Thailand destroys ivory stockpile amid junta crackdown
BANGKOK - Agence France-Presse
Officials hold confiscated elephant tusks before destroying the ivory at the Department of National Parks, Wildlife and Plant Conservation, in Bangkok, Thailand, August 26, 2015. Reuters PhotoThailand destroyed more than two tons of ivory on Aug. 26 - a victory for animal rights groups fighting against the trade in a country renowned for being a hub for illegal tusks.
The ceremony, in which 2,155 kilograms of raw tusks and carved trinkets were fed into an industrial rock crusher before being incinerated, was presided over by the Thai junta leader Prayut Chan-O-Cha and is the first time the kingdom has taken steps to destroy part of its stockpile.
“This is to show the Thai government’s strong determination to oppose ivory trafficking and that Thailand will comply with international rules,” he said during the ceremony.
Animal rights campaigners have long accused successive Thai civilian and military administrations of turning a blind eye to the lucrative trade.
They have pushed for Bangkok to destroy its stockpile to signal its determination to stamp down on the trade and avoid the risk of seized ivory finding its way back onto the black market through corrupt officials.
Trade in ivory was banned in 1989 under the Convention on International Trade in Endangered Species of Wild Fauna and Flora (CITES). But that has not stopped criminal gangs seeking to exploit a continued demand for tusks in Asia.
Ivory and other body parts of elephants are prized for decoration, as talismans, and for use in traditional medicine across parts of Asia with Thailand a key transit point.
The country’s generals, who seized power in a coup last spring, have vowed to crack down on the illegal ivory trade.
Earlier this year, they ordered all Thais to register any ivory they owned, warning that those who failed to do so would see their items confiscated.
They have also made a series of high profile seizures including four tons of ivory found hidden in containers in April that originated in the Democratic Republic of Congo and was destined for Laos.

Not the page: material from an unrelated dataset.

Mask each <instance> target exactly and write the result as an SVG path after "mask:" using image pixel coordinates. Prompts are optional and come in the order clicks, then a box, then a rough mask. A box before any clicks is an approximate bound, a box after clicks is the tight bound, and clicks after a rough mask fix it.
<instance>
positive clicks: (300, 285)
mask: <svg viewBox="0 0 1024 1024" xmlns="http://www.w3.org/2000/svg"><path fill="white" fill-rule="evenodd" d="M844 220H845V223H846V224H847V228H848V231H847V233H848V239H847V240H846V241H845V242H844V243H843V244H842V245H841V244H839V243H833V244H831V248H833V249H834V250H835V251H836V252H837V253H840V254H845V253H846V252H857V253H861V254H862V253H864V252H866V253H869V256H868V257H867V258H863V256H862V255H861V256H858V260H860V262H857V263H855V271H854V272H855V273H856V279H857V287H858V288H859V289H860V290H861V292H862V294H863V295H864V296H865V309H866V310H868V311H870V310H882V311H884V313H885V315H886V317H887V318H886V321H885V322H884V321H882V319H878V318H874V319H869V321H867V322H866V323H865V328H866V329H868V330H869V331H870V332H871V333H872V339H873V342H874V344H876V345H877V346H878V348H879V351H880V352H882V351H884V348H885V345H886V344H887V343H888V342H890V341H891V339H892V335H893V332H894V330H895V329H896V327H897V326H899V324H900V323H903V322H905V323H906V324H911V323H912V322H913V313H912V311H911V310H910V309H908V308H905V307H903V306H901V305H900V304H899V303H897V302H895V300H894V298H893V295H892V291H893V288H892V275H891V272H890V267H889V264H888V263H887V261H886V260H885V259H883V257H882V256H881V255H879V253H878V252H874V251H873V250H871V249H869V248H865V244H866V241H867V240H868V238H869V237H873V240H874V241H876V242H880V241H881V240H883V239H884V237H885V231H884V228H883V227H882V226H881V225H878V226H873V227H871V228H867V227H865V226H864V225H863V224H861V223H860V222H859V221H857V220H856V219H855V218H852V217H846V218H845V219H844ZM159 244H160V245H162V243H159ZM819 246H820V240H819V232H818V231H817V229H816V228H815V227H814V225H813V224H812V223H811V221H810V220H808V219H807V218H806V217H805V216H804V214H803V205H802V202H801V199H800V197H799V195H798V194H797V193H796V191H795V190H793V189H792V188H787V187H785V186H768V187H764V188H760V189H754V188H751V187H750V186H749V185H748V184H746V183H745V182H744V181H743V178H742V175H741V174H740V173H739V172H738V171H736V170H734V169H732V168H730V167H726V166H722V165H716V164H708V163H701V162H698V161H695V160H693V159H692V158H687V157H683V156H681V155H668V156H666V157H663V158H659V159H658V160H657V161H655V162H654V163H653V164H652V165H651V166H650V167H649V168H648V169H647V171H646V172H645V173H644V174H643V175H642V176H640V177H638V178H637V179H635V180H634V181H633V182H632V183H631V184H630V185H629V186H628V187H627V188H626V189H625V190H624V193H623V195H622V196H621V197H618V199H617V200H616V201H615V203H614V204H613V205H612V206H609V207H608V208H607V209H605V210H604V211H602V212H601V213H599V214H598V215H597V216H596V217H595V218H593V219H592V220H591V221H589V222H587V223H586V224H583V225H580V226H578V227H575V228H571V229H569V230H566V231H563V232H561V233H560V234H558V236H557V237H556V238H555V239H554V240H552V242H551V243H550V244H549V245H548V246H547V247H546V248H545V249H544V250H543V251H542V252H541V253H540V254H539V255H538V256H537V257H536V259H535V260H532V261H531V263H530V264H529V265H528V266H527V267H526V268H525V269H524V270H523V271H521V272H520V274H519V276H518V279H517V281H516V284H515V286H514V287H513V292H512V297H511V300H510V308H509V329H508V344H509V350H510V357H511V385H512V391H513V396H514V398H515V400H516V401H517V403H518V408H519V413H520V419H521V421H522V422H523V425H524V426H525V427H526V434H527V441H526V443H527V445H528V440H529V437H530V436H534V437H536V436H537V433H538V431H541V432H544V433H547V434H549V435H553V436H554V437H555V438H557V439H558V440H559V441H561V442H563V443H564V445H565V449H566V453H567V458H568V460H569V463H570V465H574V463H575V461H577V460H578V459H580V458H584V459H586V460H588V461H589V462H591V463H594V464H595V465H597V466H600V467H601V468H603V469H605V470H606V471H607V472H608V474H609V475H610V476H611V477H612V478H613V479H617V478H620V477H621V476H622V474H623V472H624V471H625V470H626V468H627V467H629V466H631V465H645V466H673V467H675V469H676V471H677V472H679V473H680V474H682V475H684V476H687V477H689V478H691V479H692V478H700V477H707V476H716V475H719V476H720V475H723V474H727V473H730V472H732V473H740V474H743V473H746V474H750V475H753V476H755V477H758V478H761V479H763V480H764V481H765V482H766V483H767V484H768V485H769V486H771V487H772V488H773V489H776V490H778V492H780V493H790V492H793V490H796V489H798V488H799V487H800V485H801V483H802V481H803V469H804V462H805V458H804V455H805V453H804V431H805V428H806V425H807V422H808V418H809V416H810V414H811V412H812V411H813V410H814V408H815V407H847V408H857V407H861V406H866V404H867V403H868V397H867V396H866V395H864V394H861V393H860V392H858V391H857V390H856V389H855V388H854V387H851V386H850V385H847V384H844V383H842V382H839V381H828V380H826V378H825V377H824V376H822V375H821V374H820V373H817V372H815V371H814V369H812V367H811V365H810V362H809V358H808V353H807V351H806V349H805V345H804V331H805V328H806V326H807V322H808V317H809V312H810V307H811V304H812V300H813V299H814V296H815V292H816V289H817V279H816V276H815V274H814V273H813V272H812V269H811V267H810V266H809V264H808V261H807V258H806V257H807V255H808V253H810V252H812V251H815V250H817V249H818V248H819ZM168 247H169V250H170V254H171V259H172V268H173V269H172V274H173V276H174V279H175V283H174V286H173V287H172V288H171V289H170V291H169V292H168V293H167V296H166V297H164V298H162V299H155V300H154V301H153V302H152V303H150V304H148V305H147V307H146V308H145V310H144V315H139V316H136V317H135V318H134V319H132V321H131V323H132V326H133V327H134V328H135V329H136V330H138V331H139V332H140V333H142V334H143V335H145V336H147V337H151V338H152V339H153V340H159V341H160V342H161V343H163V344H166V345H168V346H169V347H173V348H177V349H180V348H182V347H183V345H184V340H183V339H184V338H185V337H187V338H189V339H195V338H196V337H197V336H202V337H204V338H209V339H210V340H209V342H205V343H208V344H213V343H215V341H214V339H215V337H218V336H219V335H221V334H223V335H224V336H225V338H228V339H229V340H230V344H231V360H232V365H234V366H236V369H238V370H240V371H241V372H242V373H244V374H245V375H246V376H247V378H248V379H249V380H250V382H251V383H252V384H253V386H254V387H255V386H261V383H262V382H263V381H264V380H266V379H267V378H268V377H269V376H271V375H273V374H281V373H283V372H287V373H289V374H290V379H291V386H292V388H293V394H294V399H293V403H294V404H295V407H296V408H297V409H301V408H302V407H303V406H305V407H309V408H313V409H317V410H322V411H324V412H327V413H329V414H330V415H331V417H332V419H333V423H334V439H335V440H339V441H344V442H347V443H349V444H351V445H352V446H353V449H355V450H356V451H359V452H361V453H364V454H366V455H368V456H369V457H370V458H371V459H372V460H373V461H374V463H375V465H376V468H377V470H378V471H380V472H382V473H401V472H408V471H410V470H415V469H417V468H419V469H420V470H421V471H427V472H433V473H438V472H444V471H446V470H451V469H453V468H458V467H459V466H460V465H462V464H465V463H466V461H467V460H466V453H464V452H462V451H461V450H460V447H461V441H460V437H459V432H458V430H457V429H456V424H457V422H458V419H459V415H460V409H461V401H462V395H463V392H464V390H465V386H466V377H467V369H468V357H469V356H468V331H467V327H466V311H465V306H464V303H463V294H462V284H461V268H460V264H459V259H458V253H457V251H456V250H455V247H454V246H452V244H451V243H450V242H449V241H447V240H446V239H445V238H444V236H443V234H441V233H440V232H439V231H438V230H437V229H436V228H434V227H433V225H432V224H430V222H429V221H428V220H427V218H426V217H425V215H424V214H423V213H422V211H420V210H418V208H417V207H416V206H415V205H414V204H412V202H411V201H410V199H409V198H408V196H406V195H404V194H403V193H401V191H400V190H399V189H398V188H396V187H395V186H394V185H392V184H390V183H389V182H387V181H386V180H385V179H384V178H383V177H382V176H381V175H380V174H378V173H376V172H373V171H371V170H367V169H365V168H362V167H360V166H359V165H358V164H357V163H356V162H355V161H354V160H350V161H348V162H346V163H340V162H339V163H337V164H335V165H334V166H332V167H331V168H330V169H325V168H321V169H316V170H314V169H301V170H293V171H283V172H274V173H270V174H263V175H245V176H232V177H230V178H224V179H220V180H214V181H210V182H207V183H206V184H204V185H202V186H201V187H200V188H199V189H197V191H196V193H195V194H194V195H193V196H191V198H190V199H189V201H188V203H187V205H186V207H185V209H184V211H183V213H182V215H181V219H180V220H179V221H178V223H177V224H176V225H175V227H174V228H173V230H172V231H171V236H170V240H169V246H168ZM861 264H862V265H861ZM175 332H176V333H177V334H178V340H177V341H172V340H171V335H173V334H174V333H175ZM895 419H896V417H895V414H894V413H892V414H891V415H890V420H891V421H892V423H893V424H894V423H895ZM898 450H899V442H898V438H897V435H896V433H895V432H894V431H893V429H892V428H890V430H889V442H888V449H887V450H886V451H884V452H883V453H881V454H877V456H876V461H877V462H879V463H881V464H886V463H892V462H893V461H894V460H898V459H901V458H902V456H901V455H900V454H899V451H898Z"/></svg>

Thai police seized more than three tons of ivory a week later in a second haul, this time from Kenya that was again destined for Laos.
The ivory destroyed on Aug. 26 accounts for most of Thailand’s stockpile where criminal cases have been completed.
A further 540 kilograms has been donated to museums, government institution and universities to be used for educational and awareness raising purposes.
Janpai Ongsiriwittaya, from the World Wildlife Fund, said Thailand’s junta had taken significant steps to tackle the illegal trade and that the destruction of the stockpile was “more than just a symbolic act.”
“For too long Thailand has been exploited by wildlife criminals as both a gateway and marketplace for ivory poached in Africa and Asia,” she added.